WHAT A VERY GOOD BOY! Ol’ Gunnar here didn’t see a soccer match going on, he saw a bunch of people playing games at a park that maybe wanted to give him some bellies in between kicking the ball to each other. Nothing wrong with that. And look at how happy the players were to see him! Their mood got boosted, the crowd was excited, and Gunnar got some belly rubs. Win/win/win. Friggin’ dogs, man. We don’t deserve them.

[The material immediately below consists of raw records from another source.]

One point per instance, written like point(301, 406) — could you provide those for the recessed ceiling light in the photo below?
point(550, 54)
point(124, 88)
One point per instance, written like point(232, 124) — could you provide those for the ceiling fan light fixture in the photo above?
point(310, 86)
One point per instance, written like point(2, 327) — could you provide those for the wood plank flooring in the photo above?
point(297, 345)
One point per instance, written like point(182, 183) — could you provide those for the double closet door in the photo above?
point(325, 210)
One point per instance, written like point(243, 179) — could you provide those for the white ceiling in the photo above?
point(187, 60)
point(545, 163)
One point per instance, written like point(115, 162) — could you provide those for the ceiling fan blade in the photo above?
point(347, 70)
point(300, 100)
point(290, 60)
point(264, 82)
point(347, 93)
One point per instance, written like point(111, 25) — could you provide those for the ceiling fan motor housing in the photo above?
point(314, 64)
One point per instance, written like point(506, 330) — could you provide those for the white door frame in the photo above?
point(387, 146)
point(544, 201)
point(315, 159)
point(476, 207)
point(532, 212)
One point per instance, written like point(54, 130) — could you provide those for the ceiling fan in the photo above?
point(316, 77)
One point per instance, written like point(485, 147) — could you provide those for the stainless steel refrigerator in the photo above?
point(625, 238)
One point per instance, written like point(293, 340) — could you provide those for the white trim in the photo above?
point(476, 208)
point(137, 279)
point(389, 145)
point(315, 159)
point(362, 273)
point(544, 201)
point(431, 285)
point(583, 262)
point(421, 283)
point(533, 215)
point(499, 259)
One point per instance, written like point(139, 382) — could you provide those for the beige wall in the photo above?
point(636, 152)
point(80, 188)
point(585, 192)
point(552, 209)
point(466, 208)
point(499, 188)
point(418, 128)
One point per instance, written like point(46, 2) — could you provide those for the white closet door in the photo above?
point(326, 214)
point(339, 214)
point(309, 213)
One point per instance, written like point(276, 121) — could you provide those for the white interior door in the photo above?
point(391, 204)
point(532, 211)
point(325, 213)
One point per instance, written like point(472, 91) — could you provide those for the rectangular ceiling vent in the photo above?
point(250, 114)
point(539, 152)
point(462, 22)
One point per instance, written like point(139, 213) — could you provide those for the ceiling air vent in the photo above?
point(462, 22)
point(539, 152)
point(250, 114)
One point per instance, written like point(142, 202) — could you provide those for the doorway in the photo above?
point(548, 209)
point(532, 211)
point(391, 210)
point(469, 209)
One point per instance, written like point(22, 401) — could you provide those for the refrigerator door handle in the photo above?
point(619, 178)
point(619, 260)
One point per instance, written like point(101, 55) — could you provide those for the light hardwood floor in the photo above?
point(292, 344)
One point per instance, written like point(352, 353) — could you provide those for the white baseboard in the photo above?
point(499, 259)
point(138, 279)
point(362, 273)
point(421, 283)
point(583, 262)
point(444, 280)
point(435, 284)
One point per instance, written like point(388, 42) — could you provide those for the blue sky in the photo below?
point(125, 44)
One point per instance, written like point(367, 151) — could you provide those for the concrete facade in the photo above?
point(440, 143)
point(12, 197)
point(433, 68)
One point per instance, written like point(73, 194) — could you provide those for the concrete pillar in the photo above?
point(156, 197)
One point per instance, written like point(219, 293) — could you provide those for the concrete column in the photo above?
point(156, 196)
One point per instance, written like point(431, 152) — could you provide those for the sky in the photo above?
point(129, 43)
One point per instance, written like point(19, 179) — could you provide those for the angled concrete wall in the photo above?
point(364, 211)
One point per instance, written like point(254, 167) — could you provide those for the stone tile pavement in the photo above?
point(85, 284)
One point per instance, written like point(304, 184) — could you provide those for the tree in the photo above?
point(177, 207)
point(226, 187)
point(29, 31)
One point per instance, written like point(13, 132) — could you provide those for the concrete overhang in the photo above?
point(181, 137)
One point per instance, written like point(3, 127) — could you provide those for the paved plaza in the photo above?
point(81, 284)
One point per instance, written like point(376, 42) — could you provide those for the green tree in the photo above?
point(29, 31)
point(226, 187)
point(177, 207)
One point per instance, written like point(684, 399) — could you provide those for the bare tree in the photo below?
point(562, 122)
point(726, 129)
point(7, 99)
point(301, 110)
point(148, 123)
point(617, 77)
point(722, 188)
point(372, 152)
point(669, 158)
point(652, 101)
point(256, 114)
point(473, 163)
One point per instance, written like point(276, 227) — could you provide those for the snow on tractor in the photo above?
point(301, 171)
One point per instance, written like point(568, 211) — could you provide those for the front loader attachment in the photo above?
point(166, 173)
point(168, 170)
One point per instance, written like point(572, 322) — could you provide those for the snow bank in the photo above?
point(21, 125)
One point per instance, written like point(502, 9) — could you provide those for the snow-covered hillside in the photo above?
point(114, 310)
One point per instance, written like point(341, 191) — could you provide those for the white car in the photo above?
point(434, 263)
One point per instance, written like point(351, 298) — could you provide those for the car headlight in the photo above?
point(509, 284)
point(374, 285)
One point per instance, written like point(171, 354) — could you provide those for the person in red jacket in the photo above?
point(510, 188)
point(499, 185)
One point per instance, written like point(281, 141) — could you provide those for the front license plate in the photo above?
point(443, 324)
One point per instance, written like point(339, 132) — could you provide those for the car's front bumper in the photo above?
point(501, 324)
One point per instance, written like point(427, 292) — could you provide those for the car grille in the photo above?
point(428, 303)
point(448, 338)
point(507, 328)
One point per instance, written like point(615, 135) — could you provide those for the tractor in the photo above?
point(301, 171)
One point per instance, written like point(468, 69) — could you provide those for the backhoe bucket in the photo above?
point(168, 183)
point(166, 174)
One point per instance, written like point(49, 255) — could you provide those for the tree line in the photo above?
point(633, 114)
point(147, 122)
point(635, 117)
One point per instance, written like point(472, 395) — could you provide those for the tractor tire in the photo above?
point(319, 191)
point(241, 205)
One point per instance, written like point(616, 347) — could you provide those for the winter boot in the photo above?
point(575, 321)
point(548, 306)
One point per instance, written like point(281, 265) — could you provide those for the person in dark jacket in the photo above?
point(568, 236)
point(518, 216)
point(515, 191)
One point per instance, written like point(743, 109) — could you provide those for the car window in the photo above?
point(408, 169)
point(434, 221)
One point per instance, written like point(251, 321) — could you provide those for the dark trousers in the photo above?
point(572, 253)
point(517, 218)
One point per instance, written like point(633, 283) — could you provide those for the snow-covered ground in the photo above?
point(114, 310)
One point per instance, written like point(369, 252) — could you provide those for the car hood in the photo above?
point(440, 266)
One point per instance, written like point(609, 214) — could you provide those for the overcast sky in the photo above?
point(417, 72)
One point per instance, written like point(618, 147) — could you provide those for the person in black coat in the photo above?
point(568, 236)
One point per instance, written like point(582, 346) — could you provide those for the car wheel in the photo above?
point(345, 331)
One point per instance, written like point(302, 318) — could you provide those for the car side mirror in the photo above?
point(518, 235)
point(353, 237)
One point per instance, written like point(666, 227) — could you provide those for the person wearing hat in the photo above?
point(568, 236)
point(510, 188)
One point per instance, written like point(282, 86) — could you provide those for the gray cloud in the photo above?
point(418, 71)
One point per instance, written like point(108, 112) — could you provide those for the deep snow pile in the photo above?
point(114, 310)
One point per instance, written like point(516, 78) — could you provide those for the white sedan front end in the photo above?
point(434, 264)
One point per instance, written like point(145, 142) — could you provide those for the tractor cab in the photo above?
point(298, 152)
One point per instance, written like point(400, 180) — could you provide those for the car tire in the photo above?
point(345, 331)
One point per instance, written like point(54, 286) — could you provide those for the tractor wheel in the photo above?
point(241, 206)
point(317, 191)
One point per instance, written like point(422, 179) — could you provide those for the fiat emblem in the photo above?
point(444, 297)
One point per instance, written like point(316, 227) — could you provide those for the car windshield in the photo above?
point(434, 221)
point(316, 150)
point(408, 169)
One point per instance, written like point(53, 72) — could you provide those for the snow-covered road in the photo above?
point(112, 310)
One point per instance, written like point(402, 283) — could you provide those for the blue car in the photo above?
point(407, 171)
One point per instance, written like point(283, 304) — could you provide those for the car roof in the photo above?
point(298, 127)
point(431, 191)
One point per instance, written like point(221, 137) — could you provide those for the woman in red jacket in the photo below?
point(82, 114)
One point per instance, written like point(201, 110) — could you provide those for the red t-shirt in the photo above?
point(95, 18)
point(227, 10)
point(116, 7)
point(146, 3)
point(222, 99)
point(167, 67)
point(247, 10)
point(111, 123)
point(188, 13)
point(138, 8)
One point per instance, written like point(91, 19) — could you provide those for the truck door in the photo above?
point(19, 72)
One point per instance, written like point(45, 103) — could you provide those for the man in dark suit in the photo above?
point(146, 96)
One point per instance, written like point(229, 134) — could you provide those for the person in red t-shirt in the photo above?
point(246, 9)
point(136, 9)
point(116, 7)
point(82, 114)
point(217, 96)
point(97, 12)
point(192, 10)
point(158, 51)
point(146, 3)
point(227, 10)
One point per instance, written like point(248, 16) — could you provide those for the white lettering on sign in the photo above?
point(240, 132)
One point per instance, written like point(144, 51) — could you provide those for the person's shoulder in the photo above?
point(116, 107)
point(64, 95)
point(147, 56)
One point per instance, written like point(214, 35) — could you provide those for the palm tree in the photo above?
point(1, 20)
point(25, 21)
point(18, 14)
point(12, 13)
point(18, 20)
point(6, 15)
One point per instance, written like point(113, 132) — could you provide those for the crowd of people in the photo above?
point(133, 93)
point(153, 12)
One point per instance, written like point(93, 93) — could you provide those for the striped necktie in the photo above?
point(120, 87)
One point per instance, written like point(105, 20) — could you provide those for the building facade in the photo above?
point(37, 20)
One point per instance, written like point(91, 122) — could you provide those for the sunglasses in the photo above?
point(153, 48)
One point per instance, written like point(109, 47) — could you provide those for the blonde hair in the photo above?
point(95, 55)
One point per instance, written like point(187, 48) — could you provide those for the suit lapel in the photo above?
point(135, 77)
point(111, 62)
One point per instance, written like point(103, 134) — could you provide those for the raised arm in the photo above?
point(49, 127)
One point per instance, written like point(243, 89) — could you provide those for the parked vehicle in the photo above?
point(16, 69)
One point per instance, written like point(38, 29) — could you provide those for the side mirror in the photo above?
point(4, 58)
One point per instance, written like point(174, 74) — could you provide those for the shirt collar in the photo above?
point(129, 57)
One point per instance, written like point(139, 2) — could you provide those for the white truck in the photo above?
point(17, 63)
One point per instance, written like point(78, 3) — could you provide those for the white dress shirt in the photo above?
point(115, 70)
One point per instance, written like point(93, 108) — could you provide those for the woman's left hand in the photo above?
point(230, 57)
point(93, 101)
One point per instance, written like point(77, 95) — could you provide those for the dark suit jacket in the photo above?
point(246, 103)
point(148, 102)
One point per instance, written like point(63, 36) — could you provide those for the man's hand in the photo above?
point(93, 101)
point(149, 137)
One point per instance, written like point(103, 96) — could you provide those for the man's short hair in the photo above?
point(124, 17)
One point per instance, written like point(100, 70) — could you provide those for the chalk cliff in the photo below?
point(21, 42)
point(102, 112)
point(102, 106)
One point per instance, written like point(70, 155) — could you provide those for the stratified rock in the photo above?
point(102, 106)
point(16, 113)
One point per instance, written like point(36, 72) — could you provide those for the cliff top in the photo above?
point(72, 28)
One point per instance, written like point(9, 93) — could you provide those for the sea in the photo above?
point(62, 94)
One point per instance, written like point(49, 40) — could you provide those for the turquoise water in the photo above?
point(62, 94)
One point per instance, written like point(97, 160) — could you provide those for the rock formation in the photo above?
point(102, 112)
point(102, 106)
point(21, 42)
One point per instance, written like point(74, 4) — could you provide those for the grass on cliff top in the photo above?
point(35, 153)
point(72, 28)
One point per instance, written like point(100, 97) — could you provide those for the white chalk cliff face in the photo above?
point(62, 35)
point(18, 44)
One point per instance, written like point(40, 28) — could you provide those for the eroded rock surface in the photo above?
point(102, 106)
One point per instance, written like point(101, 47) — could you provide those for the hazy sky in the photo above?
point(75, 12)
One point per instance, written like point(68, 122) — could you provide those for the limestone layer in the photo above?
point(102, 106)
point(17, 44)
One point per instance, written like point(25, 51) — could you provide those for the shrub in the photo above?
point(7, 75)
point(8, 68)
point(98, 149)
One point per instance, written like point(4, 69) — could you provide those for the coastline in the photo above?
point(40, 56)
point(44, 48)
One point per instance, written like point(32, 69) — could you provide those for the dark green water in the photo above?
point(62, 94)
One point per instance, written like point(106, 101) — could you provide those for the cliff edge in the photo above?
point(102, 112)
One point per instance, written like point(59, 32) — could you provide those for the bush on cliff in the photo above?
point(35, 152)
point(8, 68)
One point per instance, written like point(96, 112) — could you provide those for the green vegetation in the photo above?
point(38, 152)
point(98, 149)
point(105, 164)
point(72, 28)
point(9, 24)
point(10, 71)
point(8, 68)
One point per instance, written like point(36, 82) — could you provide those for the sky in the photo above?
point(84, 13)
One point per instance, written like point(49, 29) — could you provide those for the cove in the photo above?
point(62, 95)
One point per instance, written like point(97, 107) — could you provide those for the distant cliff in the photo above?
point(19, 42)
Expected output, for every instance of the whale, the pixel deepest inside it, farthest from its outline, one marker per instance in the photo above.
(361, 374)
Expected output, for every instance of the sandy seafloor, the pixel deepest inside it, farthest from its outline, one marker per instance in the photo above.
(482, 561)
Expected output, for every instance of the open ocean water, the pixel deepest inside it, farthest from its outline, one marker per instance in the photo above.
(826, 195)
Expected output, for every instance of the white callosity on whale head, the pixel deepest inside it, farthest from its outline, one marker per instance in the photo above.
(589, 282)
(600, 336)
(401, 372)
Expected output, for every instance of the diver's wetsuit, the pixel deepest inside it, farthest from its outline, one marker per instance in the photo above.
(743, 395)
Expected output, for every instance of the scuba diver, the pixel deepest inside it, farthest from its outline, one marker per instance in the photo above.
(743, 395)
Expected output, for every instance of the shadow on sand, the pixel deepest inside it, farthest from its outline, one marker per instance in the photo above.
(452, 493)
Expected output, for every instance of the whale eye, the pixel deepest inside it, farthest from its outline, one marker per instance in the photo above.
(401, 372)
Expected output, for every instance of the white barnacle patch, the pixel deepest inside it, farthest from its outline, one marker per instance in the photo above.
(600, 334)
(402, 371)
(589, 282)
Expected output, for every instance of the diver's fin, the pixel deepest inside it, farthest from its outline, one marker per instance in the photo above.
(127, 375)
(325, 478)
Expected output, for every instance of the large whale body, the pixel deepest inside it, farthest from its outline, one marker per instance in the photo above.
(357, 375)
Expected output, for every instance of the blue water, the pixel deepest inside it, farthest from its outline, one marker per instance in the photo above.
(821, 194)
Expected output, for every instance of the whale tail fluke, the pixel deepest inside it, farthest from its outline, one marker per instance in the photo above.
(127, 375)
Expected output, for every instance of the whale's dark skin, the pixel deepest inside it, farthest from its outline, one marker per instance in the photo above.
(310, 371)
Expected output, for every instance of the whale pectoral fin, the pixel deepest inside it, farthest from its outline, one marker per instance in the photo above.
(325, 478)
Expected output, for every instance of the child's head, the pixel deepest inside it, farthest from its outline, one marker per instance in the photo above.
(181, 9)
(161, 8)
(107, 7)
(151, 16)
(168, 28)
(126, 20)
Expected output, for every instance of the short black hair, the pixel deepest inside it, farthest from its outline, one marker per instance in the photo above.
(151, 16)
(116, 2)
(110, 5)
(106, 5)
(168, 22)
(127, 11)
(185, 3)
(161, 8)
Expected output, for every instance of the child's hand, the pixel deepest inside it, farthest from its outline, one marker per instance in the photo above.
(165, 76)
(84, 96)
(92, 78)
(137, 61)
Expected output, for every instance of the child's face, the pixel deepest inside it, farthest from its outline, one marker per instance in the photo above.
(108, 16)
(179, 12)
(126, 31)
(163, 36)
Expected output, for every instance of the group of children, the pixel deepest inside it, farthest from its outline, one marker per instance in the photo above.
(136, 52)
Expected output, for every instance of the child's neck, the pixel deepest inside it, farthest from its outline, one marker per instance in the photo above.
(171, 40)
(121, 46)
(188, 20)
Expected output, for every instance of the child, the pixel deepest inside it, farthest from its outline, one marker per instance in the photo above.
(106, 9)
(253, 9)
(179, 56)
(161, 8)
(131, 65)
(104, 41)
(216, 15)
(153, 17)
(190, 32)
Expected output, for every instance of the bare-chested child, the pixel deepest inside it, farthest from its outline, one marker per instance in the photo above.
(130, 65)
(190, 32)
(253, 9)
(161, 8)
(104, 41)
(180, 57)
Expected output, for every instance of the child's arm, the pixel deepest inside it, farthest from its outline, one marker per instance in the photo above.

Side note: I know a ton of people are pumped up for the World Cup in November, and I’m fully prepared to play the role of ignorant American soccer fan who only has a vague working knowledge of the game but decides to have takes on it anyway, but if FIFA were smart they’d incorporate this kind of stuff into every match. Like if I knew at that at some point in every World Cup match a black lab was going to run onto the field for two minutes then I’d be locked and loaded for every single broadcast. I’ve been told since I was in middle school that soccer is the sport of the future in the United States and as of yet it hasn’t even made a dent in hockey/baseball/basketball/football. Well maybe this is a path forward. Not everyone loves soccer, but everyone loves dogs. Ipso facto if you incorporate dogs into soccer, everyone will love soccer. Follow me for more marketing tips**.
*Tell me that dog is not a Gunnar. He’s got Gunnar written all over him. Other options were Hunter, Jet, or Guinness.
**They all involve dogs.
PS: Speaking of ignorant American soccer fan, in no particular order: Normally the World Cup would be happening now, wouldn’t it? But because Qatar is hotter than the surface of the sun they had to move it to later in the year?
Did America qualify for the World Cup? I feel like that was in question for a while but maybe they did earlier this year.
Landan Donovan isn’t on the team anymore, right?